10 February, 2014

LAGOS NOT BOUND BY FOI ACT, AG TELLS COURT

The Lagos State Government has told a Federal High Court in Lagos that it is not bound by the provisions of the Freedom of Information Act because the law is a federal legislation.
The government, 
through its Attorney-General, Mr. Ade Ipaye, who is the second defendant in the suit, therefore said it could not grant a request for information made on the strength of the law.
The government’s counter-affidavit was deposed to by Toluwanimi Odupitan, a lawyer in the Civil Litigation Department of the Lagos State Ministry of Justice.
Among other demands, the group wants the court to compel the defendants to release to it information relating to how the government spent the $90m loan allegedly obtained from the World Bank to improve education in the state’s public secondary schools.
It also seeks an order of mandamus, compelling the governor “to rescind the suspension of anyone, including principals of any of the schools for blowing the whistle or allowing journalists to cover the decayed infrastructure across primary and secondary schools in Lagos State.”

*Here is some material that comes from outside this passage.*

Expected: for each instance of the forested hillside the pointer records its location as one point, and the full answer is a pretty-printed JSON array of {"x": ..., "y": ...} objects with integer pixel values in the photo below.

The respondents argued that since the FoI Act was a federal legislation it was only applicable in relation to public records of government of the federation and not of the states.
The state government submitted that the power to make laws on public records had been concurrently shared between the National Assembly and the State House of Assembly in their respective sphere of jurisdiction.
It added that the FoI was not applicable to the records of states in the federation in so far the states had not enacted same as laws vide their respective Houses of Assembly.
The counter-affidavit reads, “The public records of Lagos State Government are generated and kept by various ministries, departments, agencies and personnel of the state government in execution of their functions and responsibility in the service of the state.
“Such state government agencies and personnel are statutorily created or regulated by laws of the state House of Assembly and the handling of public records has serious security implications which are routinely handled by rules established by the State Government.”